Take a sequence s consisting of 4 terms:
\begin{equation} s = x_1, x_2, x_3, x_4 \end{equation}
To calculate the product of sliding conditional probabilities of sequence $s$, you condition each term in the sequence on the preceding terms and then take the product of all these conditional probabilities. For sequence s the product is:
\begin{equation} P(x_1) \times P(x_2|x_1) \times P(x_3|x_1, x_2) \times P(x_4|x_1, x_2, x_3) \end{equation}
The point where I'm struggling is coming up with a general formula for a sequence $S$ of $n$ terms. The equation I came up with (shown below) has an issue.
\begin{equation} \prod_{i=1}^{n} P(x_i|x_{i-1}, x_{i-2}, ..., x_{k}) \end{equation}
where:
- $n$ is the number of terms in $S$ and
- $k = i-1$ and denotes the size of the conditioning environment
The first issue is that k seems to spring out of nowhere. Ideally, I would like to come up with a function $f(n_S,k_S)$ that yields the product of conditional probabilities for sequence S of $n$ terms. How how do I define such a function?
This brings to the second, more problematic, issue, namely that if $k = i - 1$ then $P(x_i|x_{i-1}, x_{i-2}, ..., x_{k})$ because it makes the conditioning context fold back upon itself. Where can I specify $k$ in a way that specifies the number of terms in the conditioning context. Would using recursion help?
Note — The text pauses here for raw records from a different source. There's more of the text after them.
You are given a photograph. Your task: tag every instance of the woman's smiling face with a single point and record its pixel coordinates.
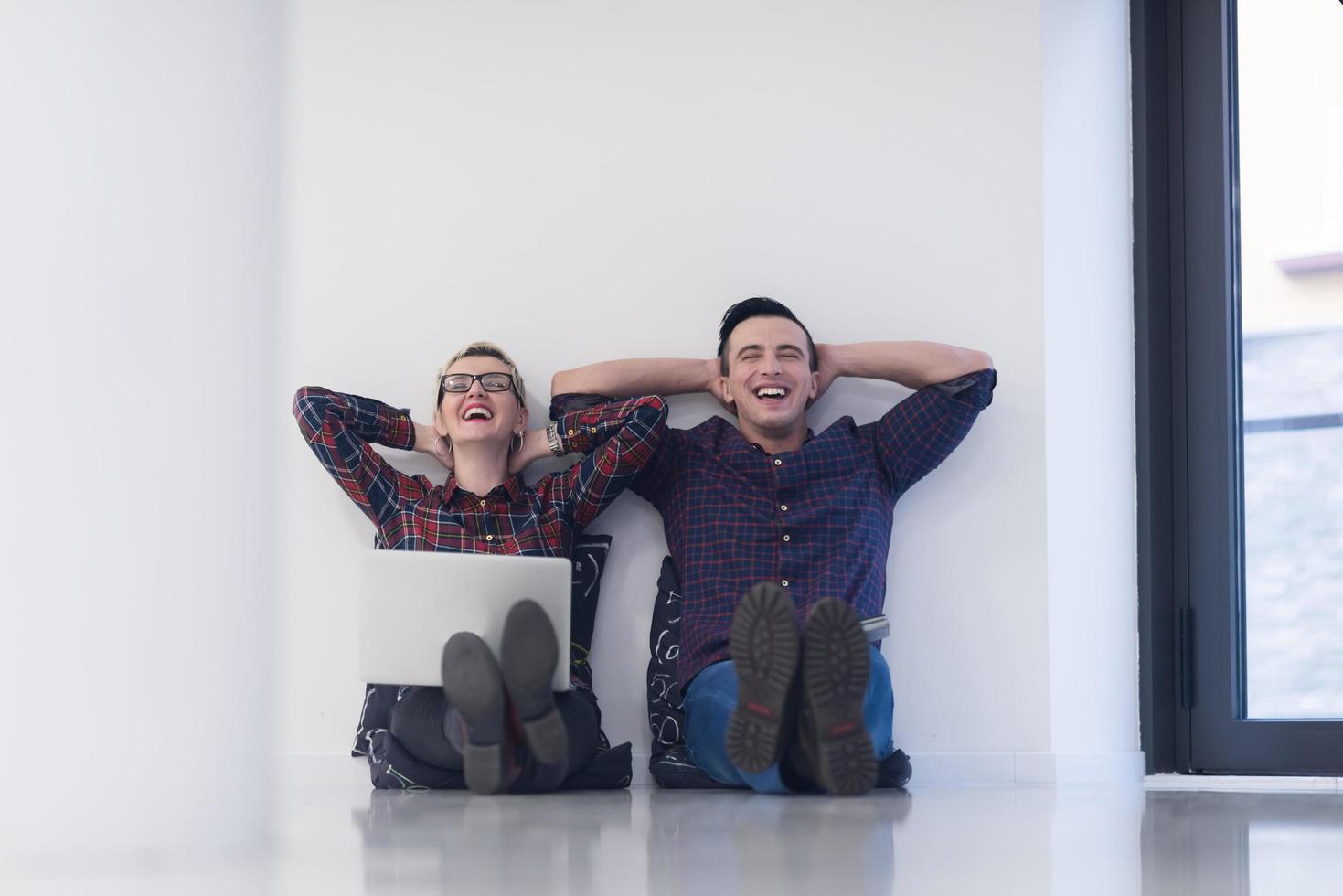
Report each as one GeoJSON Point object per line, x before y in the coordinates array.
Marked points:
{"type": "Point", "coordinates": [480, 415]}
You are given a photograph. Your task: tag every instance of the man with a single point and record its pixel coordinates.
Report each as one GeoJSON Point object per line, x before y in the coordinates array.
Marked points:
{"type": "Point", "coordinates": [799, 524]}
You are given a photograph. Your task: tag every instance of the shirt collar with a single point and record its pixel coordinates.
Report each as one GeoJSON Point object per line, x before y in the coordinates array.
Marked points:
{"type": "Point", "coordinates": [512, 486]}
{"type": "Point", "coordinates": [758, 448]}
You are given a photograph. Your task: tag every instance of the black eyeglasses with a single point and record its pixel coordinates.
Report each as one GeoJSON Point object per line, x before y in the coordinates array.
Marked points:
{"type": "Point", "coordinates": [489, 382]}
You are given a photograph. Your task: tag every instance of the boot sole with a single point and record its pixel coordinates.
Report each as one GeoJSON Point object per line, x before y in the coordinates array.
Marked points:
{"type": "Point", "coordinates": [528, 656]}
{"type": "Point", "coordinates": [473, 687]}
{"type": "Point", "coordinates": [764, 652]}
{"type": "Point", "coordinates": [836, 667]}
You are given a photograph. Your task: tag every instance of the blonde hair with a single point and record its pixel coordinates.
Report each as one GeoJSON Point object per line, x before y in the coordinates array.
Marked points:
{"type": "Point", "coordinates": [484, 349]}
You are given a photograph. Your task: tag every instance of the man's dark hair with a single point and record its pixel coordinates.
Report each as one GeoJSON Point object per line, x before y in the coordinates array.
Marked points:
{"type": "Point", "coordinates": [759, 306]}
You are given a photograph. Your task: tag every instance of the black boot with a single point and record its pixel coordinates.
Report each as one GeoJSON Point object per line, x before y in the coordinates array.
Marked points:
{"type": "Point", "coordinates": [527, 658]}
{"type": "Point", "coordinates": [764, 653]}
{"type": "Point", "coordinates": [475, 698]}
{"type": "Point", "coordinates": [832, 735]}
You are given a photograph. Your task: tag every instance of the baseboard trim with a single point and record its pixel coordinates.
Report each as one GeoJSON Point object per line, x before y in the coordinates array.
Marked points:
{"type": "Point", "coordinates": [931, 769]}
{"type": "Point", "coordinates": [1045, 769]}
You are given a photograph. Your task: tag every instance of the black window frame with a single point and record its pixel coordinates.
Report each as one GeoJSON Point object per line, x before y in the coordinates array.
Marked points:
{"type": "Point", "coordinates": [1188, 382]}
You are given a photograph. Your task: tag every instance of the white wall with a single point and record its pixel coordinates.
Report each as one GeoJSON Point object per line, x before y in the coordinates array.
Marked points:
{"type": "Point", "coordinates": [1090, 429]}
{"type": "Point", "coordinates": [594, 180]}
{"type": "Point", "coordinates": [139, 175]}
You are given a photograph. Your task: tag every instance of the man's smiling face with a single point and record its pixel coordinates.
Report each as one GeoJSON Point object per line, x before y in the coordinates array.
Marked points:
{"type": "Point", "coordinates": [770, 377]}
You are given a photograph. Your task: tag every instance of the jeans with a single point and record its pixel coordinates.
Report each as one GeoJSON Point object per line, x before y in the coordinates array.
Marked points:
{"type": "Point", "coordinates": [713, 696]}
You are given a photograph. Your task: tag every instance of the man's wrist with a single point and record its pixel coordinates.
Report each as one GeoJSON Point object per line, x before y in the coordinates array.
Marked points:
{"type": "Point", "coordinates": [713, 372]}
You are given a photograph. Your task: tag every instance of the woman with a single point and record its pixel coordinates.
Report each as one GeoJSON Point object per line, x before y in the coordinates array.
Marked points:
{"type": "Point", "coordinates": [496, 719]}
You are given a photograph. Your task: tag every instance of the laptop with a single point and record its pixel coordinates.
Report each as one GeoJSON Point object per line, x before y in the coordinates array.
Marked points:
{"type": "Point", "coordinates": [411, 602]}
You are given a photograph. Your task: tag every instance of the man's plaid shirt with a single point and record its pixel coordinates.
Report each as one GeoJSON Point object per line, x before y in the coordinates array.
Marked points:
{"type": "Point", "coordinates": [815, 520]}
{"type": "Point", "coordinates": [411, 513]}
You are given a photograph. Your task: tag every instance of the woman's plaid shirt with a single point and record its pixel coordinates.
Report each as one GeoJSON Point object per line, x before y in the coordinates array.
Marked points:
{"type": "Point", "coordinates": [815, 520]}
{"type": "Point", "coordinates": [411, 513]}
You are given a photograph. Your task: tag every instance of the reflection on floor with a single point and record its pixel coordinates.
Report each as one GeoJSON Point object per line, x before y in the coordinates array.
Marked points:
{"type": "Point", "coordinates": [344, 838]}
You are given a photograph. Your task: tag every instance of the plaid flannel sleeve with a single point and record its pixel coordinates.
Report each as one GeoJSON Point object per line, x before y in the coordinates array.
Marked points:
{"type": "Point", "coordinates": [918, 434]}
{"type": "Point", "coordinates": [618, 438]}
{"type": "Point", "coordinates": [341, 430]}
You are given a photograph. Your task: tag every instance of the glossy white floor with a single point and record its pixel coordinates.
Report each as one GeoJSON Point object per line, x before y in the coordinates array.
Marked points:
{"type": "Point", "coordinates": [336, 836]}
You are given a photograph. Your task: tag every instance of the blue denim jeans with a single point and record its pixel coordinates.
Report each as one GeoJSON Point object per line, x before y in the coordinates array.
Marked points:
{"type": "Point", "coordinates": [713, 696]}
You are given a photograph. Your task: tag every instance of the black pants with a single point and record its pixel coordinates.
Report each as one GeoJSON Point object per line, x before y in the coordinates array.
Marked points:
{"type": "Point", "coordinates": [422, 719]}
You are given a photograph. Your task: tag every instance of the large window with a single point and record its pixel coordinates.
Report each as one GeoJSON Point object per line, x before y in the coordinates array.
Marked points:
{"type": "Point", "coordinates": [1239, 203]}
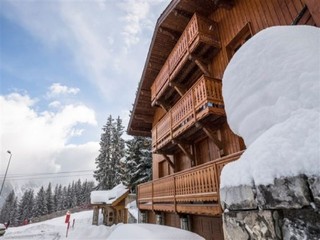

It sounds like you're trying to formulate a generalized chain rule: $$ \Pr \left(\bigcap_{i=1}^n x_i \right) = \prod_{i=1}^n \Pr \left( x_i ~~\middle|~~ \bigcap_{i=1}^{n-1} x_i \right) $$
which is equivalent to:
$$ \Pr(x_1, x_2, \ldots, x_n) = \prod_{i=1}^n \Pr(x_i \mid x_1, x_2, \dots, x_{i-1}) $$
which is equivalent to:
$$ \Pr(x_1) \times \Pr(x_2 \mid x_1) \times \Pr(x_3 \mid x_1, x_2) \times \cdots \times \Pr(x_n \mid x_1, x_2, \ldots, x_{n-1}) $$